Today in my Sunday school class we tackled chapters 8-9 of Revelation, featuring the seven trumpets. We discussed the attempts of some futurist interpreters to see in the locusts Russian attack helicopters capable of launching nuclear missiles, or in Wormwood the Chernobyl disaster (Chernobyl means “Wormwood” in Ukrainian). The biggest problem with that approach is that it renders the text incomprehensible to everyone except the modern interpreter, and thus represents a form of hermeneutical imperialism. But another serious problem for that approach is that, if the reference were indeed to Chernobyl, then we would just have to conclude that the rest of the prophecies failed. By making one text seem to be a genuine prediction (even though there is no obvious sense in which the Chernobyl nuclear plant fell from the sky, and so nothing but the name fits) they make those around it false. It is unclear why they should want to do that, but if they do, then they should take the consequences seriously – which futurists clearly do not.

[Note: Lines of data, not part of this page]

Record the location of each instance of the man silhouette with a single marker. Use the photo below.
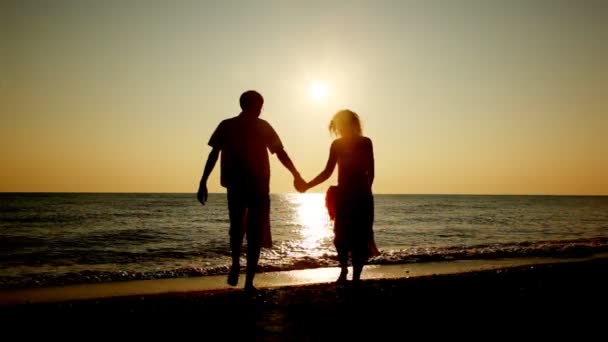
(244, 142)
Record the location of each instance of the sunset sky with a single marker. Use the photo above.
(459, 97)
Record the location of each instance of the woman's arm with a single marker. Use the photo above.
(370, 168)
(329, 169)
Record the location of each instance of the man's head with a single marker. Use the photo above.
(251, 102)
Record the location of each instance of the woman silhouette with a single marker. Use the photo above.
(354, 203)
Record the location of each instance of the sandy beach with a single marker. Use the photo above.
(509, 299)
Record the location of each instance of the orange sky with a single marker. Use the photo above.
(470, 97)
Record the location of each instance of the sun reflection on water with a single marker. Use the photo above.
(311, 216)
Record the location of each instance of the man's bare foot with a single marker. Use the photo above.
(342, 277)
(233, 276)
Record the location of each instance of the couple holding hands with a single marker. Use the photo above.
(244, 142)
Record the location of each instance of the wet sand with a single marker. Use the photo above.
(546, 299)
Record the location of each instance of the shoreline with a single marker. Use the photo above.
(265, 280)
(566, 295)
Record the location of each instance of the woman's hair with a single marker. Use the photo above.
(345, 121)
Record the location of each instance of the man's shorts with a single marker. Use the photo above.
(250, 214)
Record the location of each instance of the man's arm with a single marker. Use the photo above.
(326, 173)
(298, 181)
(202, 188)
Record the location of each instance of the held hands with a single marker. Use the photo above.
(202, 193)
(299, 183)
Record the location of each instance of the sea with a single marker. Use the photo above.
(50, 239)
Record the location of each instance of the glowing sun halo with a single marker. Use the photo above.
(318, 91)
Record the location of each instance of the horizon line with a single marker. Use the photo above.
(322, 192)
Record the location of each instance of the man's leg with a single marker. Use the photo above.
(258, 220)
(237, 213)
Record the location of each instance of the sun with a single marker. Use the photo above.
(319, 91)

I made a brief mention of the fact that all the grass is said to be destroyed, only to have a statement then follow ordering that the grass not be harmed! That reminded me of the satirical treatment of the Exodus story in The Brick Testament.
We noted likely historical allusions, and it led to an interesting discussion of the role of prayers of the saints in the section. Prayers offered by God’s people are symbolically depicted as incense in a censer, which is cast to the Earth and seems to have a causative role in bringing about the plagues that then ensue. This reminded me of my experience of teaching a course on Biblical Interpretation in lower Manhattan in the 2001 academic year. In that context, it didn’t seem as though I could just breeze past imprecatory psalms like Psalm 137. That psalm is not simply a cursing of enemies. The author expresses the desire for the Babylonians to receive payback for what they had done to the inhabitants of Jerusalem. It seems that the author had lost children in the siege of Jerusalem.

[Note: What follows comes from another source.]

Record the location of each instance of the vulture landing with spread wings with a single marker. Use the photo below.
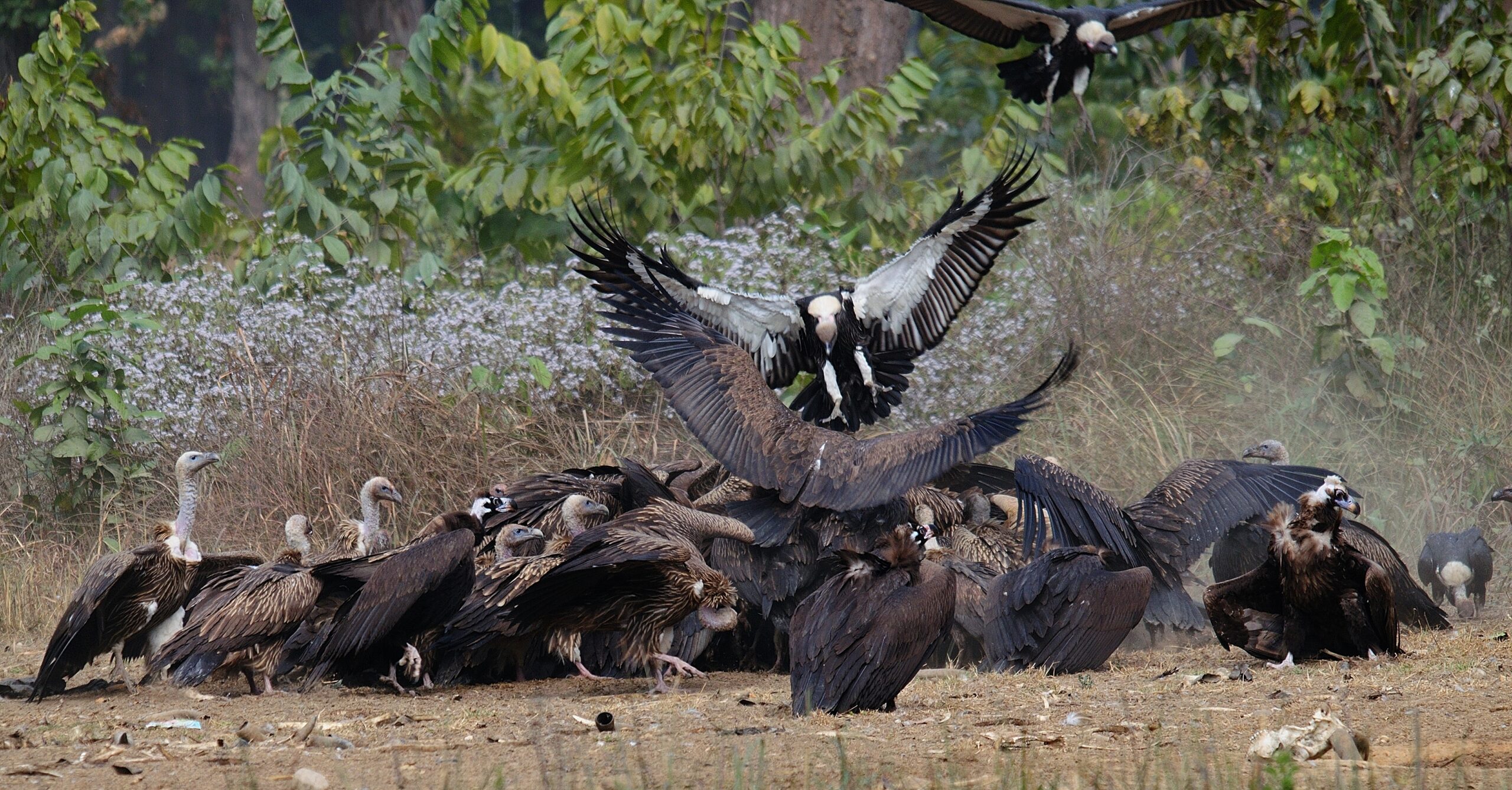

If we had lived in the first century, and perhaps had lost loved ones when the Romans drove Galilean forces into the sea as described by Josephus, we might have wished for the things described in Revelation to befall Rome, as payback.

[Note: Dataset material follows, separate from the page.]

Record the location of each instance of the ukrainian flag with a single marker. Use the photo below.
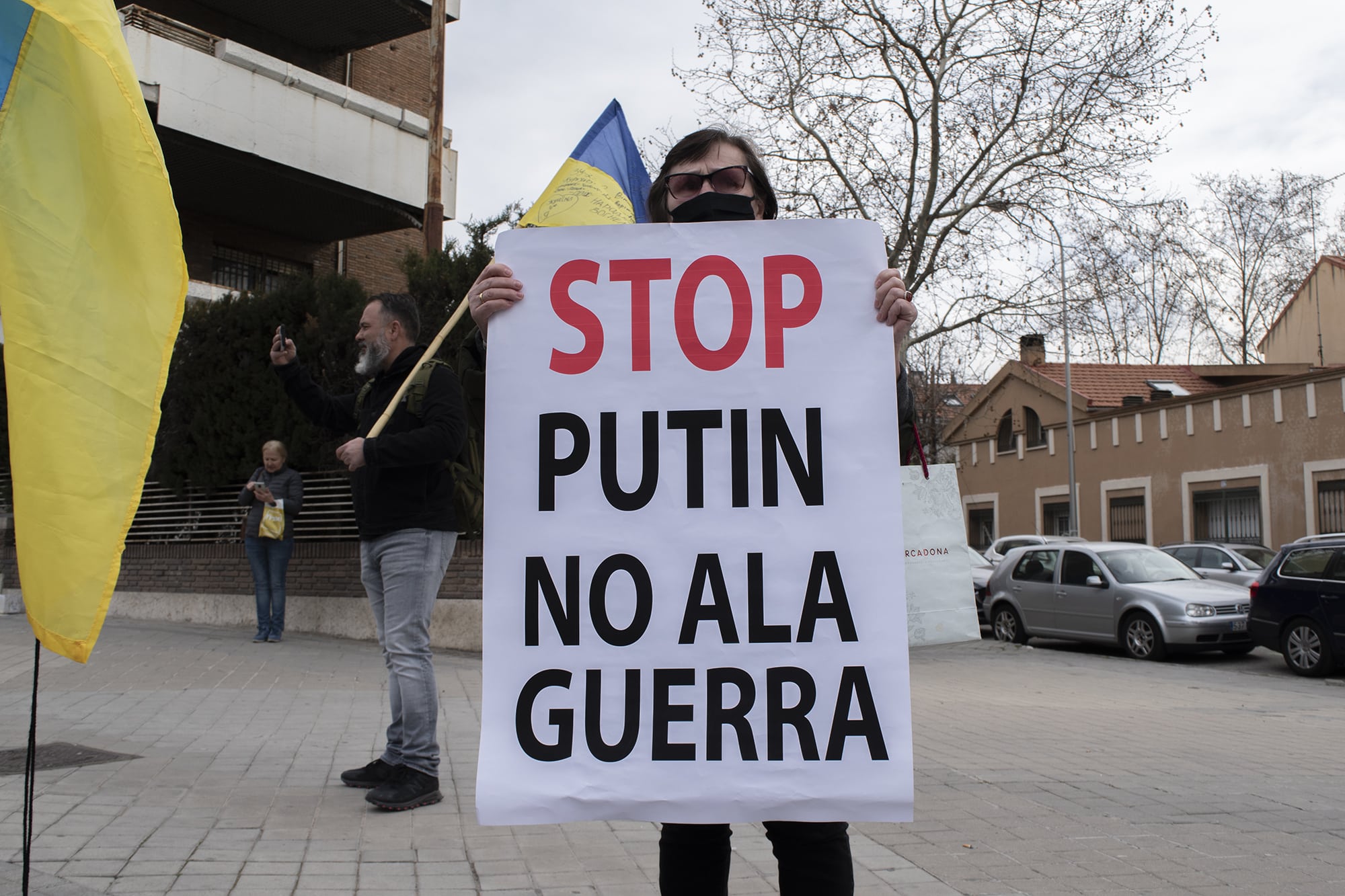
(603, 182)
(92, 284)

The tension between the desire for vengeance and a superior way taught by Jesus is felt strongly in the Book of Revelation. In places, the blood flows as high as a horse’s bridle. In others, it is by allowing their own blood to be shed that Christians are victorious.
It is important to comprehend the desire for vengeance expressed in the Book of Revelation, and to not pretend that we cannot relate to it. But as Christians, we should also seek to overcome the desire for vengeance expressed therein, based on principles which we and its author share, but which that author did not always succeed in living up to, any more than we do.